Borrus’s “Notre Dame de Paris” is an excellent primer on not just the building itself, but on its place in French culture and society. From the nearly 200 years of construction that took place over the 12th to the 14th centuries to the Viollet-le-Duc restoration in the mid 19th, Notre Dame has constantly evolved, while at the same time remaining one of — if not the — most recognizable monuments in Paris.

“Beyond its religious purpose, it’s a part of French history,” Borrus says. “It’s always been a part of everyday life in Paris.”

In the book, Borrus takes readers through the church’s different iterations and the various challenges it has faced over the years, not least of all the April fire.
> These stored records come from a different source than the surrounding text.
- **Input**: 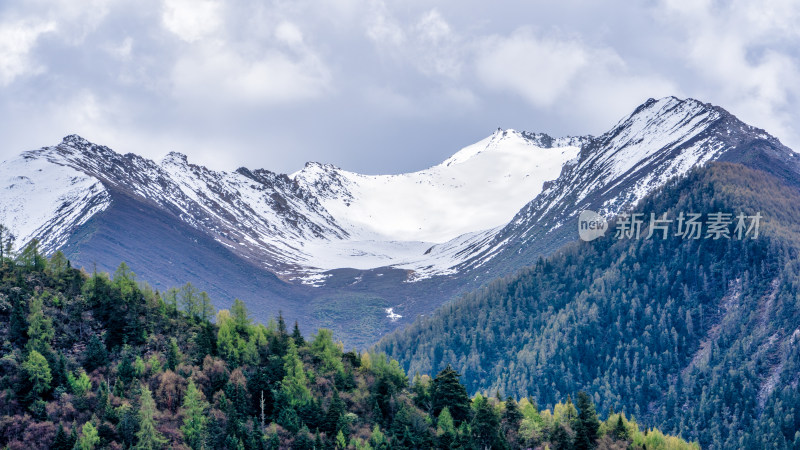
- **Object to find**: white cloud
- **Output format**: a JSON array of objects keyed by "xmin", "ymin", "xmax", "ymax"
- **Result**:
[
  {"xmin": 657, "ymin": 0, "xmax": 800, "ymax": 149},
  {"xmin": 475, "ymin": 30, "xmax": 588, "ymax": 107},
  {"xmin": 161, "ymin": 0, "xmax": 222, "ymax": 42},
  {"xmin": 0, "ymin": 22, "xmax": 56, "ymax": 86},
  {"xmin": 172, "ymin": 41, "xmax": 331, "ymax": 105}
]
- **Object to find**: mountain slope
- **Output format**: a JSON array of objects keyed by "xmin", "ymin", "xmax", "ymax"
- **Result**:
[
  {"xmin": 378, "ymin": 163, "xmax": 800, "ymax": 448},
  {"xmin": 444, "ymin": 97, "xmax": 800, "ymax": 279},
  {"xmin": 0, "ymin": 97, "xmax": 798, "ymax": 345}
]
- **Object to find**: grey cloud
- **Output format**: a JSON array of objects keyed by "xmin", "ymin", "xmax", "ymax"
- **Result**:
[{"xmin": 0, "ymin": 0, "xmax": 800, "ymax": 173}]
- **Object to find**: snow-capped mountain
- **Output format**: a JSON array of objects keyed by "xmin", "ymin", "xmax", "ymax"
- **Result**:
[
  {"xmin": 0, "ymin": 130, "xmax": 584, "ymax": 281},
  {"xmin": 0, "ymin": 97, "xmax": 800, "ymax": 343}
]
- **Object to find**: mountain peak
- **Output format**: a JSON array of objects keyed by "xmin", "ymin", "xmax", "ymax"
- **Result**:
[
  {"xmin": 161, "ymin": 151, "xmax": 189, "ymax": 165},
  {"xmin": 61, "ymin": 134, "xmax": 93, "ymax": 147}
]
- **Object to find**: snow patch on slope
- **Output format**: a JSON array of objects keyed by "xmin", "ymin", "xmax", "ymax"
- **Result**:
[
  {"xmin": 0, "ymin": 153, "xmax": 111, "ymax": 251},
  {"xmin": 291, "ymin": 130, "xmax": 580, "ymax": 244}
]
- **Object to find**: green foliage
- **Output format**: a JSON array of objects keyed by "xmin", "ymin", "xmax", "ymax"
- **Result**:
[
  {"xmin": 67, "ymin": 369, "xmax": 92, "ymax": 397},
  {"xmin": 181, "ymin": 380, "xmax": 208, "ymax": 450},
  {"xmin": 134, "ymin": 385, "xmax": 167, "ymax": 450},
  {"xmin": 377, "ymin": 164, "xmax": 800, "ymax": 448},
  {"xmin": 22, "ymin": 350, "xmax": 53, "ymax": 397},
  {"xmin": 431, "ymin": 365, "xmax": 469, "ymax": 425},
  {"xmin": 75, "ymin": 422, "xmax": 100, "ymax": 450},
  {"xmin": 0, "ymin": 246, "xmax": 696, "ymax": 450}
]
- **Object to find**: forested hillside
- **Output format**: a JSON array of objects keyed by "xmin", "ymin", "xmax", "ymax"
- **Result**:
[
  {"xmin": 378, "ymin": 163, "xmax": 800, "ymax": 449},
  {"xmin": 0, "ymin": 244, "xmax": 696, "ymax": 450}
]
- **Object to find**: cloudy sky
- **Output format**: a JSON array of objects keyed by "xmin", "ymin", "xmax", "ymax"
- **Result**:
[{"xmin": 0, "ymin": 0, "xmax": 800, "ymax": 173}]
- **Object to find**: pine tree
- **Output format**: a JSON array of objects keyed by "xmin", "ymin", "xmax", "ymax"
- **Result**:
[
  {"xmin": 575, "ymin": 392, "xmax": 600, "ymax": 450},
  {"xmin": 292, "ymin": 320, "xmax": 306, "ymax": 347},
  {"xmin": 550, "ymin": 424, "xmax": 572, "ymax": 450},
  {"xmin": 431, "ymin": 364, "xmax": 470, "ymax": 425},
  {"xmin": 134, "ymin": 385, "xmax": 167, "ymax": 450},
  {"xmin": 83, "ymin": 335, "xmax": 108, "ymax": 372},
  {"xmin": 611, "ymin": 414, "xmax": 630, "ymax": 441},
  {"xmin": 181, "ymin": 379, "xmax": 208, "ymax": 450},
  {"xmin": 0, "ymin": 223, "xmax": 14, "ymax": 266},
  {"xmin": 167, "ymin": 338, "xmax": 183, "ymax": 371},
  {"xmin": 321, "ymin": 388, "xmax": 345, "ymax": 436},
  {"xmin": 470, "ymin": 394, "xmax": 500, "ymax": 449},
  {"xmin": 281, "ymin": 340, "xmax": 311, "ymax": 406},
  {"xmin": 50, "ymin": 423, "xmax": 70, "ymax": 450},
  {"xmin": 75, "ymin": 422, "xmax": 100, "ymax": 450},
  {"xmin": 22, "ymin": 350, "xmax": 53, "ymax": 397}
]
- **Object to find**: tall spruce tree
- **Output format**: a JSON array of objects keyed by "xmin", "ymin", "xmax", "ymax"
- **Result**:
[{"xmin": 431, "ymin": 364, "xmax": 470, "ymax": 426}]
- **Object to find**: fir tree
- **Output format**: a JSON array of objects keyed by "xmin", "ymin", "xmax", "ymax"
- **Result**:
[
  {"xmin": 431, "ymin": 364, "xmax": 470, "ymax": 425},
  {"xmin": 292, "ymin": 320, "xmax": 306, "ymax": 347},
  {"xmin": 574, "ymin": 392, "xmax": 600, "ymax": 450},
  {"xmin": 22, "ymin": 350, "xmax": 53, "ymax": 397},
  {"xmin": 134, "ymin": 385, "xmax": 167, "ymax": 450},
  {"xmin": 181, "ymin": 380, "xmax": 208, "ymax": 450}
]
Thoroughly researched, the book also informs readers about some of the lesser known facts about Notre Dame. (Such as, for example, the fact that during the French Revolution, the church was used as a warehouse for food and wine, or the fact that the famous chimeras and gargoyles that adorn the building weren’t added until the mid-19th century.)

“It was all of the stories that fascinated me,” she says of the writing process, which took place over just a few short months.

As Notre Dame enters the third decade of the 21st century, its evolution will no doubt continue. But Borrus, for her part, is pretty sure on one thing. “They have to rebuild with new materials,” she says, referring to the debate about how to best rebuild the church. “I think the visionary architects from the 19th century would agree.”